Agree with the above. A bit more research shows these NAS drives are optimised for power consumption and firmware compatibility with NAS enclosures rather than performance.
See:
http://www.tomshardware.com/forum/295124-32-drives-normal
Yeah, the Red drives aren't designed for performance, they're designed for greater reliability. Better vibration tolerance, higher MTBF, vibration reduction, and raid-specific features.
Where does it say the ST4000DM000 comes with a 3-year warranty? The Red has 3 years, but the ST4000DM000 looks to be only 1 or 2 years. Can you claim warranty for overseas-purchased drives anyway?
Yeah, no idea why anyone would compare these NAS drives (read: WD Greens with tweaked firmware) to a run-of-the-mil desktop HDD. Of course the Barracuda's going to be faster.
These arn't the NAS drives from this deal-
https://www.ozbargain.com.au/node/150408
Probably better off paying a bit extra for the NAS drives, I think they come with a 3 year warranty instead of the 1 year that these come with?
Can Nas drives be put into an external drive enclosure or desktop computer or are they just specifically for use with a Nas?
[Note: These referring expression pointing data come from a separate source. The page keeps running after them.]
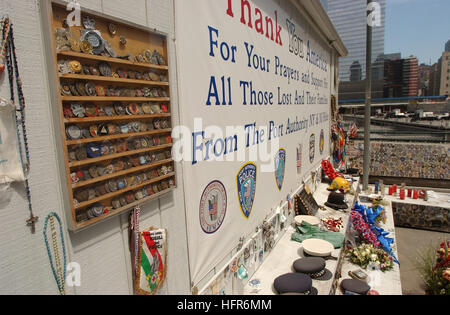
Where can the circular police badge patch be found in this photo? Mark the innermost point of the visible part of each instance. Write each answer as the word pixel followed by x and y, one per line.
pixel 213 207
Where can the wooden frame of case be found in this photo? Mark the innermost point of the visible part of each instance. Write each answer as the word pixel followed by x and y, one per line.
pixel 138 40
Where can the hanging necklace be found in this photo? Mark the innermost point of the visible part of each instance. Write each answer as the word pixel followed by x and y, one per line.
pixel 8 53
pixel 58 269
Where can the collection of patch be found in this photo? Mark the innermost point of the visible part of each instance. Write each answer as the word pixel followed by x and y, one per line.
pixel 76 132
pixel 92 150
pixel 119 151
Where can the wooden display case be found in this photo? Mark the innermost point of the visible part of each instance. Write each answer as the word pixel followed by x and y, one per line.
pixel 118 154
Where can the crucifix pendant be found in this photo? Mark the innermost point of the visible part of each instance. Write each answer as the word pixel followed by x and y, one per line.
pixel 32 223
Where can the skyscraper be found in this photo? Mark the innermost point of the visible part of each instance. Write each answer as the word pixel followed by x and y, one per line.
pixel 350 20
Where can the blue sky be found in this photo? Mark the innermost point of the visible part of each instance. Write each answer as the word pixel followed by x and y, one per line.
pixel 417 27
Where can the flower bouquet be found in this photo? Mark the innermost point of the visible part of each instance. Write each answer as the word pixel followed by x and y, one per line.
pixel 434 267
pixel 366 254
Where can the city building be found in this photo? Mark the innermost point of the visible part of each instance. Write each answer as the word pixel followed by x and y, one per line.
pixel 410 76
pixel 445 73
pixel 349 19
pixel 424 79
pixel 393 77
pixel 435 79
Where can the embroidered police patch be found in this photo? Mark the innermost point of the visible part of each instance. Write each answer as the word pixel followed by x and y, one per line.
pixel 280 167
pixel 213 207
pixel 312 148
pixel 246 187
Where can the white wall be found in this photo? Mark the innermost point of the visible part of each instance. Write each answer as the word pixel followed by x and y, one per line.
pixel 102 251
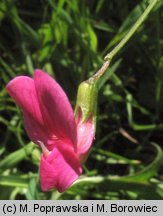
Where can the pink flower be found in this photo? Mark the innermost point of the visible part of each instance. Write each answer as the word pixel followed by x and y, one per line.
pixel 50 123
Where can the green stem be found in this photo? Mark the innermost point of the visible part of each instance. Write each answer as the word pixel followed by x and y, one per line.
pixel 132 31
pixel 121 44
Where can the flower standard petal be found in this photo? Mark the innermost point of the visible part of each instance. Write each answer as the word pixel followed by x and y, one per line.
pixel 55 107
pixel 22 90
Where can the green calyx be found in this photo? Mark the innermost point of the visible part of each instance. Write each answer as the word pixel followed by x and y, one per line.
pixel 87 100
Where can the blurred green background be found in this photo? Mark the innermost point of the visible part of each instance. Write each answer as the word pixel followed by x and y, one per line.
pixel 69 39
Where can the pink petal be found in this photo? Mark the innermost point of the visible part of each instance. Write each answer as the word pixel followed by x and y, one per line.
pixel 22 90
pixel 85 134
pixel 60 169
pixel 55 107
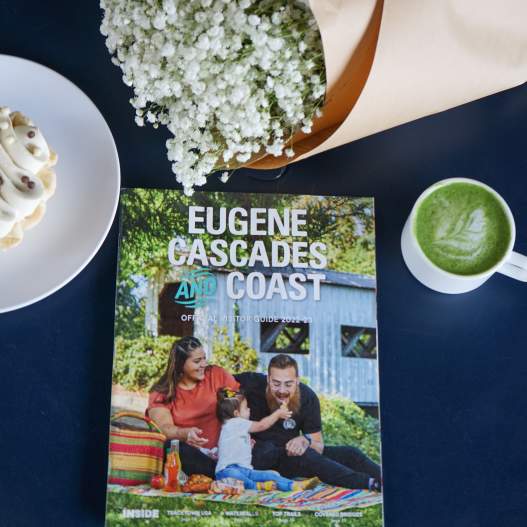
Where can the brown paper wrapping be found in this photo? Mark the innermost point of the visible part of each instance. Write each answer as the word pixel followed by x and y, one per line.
pixel 389 62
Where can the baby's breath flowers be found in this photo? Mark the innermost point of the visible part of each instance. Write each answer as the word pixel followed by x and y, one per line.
pixel 233 80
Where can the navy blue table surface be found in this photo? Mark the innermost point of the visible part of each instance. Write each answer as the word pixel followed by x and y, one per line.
pixel 453 368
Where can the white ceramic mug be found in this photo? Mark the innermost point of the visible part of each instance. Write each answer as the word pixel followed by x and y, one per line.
pixel 511 264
They (RED Drives) can be put in an external drive enclosure, desktop computer (raid or non-raid), NAS, whatever… they are more robust and can tolerate 24/7 operation (they are built for that sole purpose).
http://www.wdc.com/en/products/products.aspx?id=810
and/or…
Ok great thanks for the response!
Seems WD's marketing department is working for some people..
Only their Red drives on the consumer end have TLER, which depending on your RAID setup, could be important. So there's that…
I misread this as "bare back"
I must have Pattaya on the mind….
you'll feel like you've been barebacked when you lose 4tb of data
155 aud landed each if you buy 4… Hmmm not bad…
OK, with warranty, can drives purchased from the US be returned to Seagate's RMA address in Sydney?
If not then RMA will be pretty damn expensive…
I have one drive from Amazon used in a raidz array. If there are any issues I will RMA locally and cause a shit fight if the warranty is not honoured. Not concerned at all.
How would you fight it? What reasoning would you use?
I had one drive (a 2TB portable) go belly up and amazon paid for return shipping and sent a new one without a quibble.
I used a Seagate 3TB DM series in 24/7 operation. It developed some smart errors and lost some critical data folders. Have recently switched to WD Red. IMO, Seagate DM and WD Red are intended for entirely different applications and should not be compared as such. Just choose according to what you intend to do with these.
There was a report some time ago from Google on their use of NAS/enterprise drives vs standard desktop drives in their data centres. They found that the reliability of the NAS drives was worse than standard drives.
I've never used dedicated drives in my own NAS units and haven't had any issues. I've currently been using 8 x 4Tb Seagates removed from external drives for almost a year again with no issues.
My personal views is that its smoke and mirrors. YMMV.
Good luck! I've had a whole ton of drive failures in the past few years and wouldn't trust either. I've had both desktop and enterprise drives fail. What matters to me is the warranty period. Enterprise drives come with 3 or 5 year warranties, desktop drives 1 or 2 years. I treat every drive like it WILL die, so the extra ~$30-40 is effectively me buying a new 3/4TB drive in 3 years time.
I had 4 x 4tb seagate drives die on me losing all data
Next drives won't be seagates
4x4tb and you didn't back up? Unless they died simultaneously, which i find hard to believe unless it was some power surge. in which case, that would not be seagate's fault
Says that I can't send it to my address…
do they have international warranty?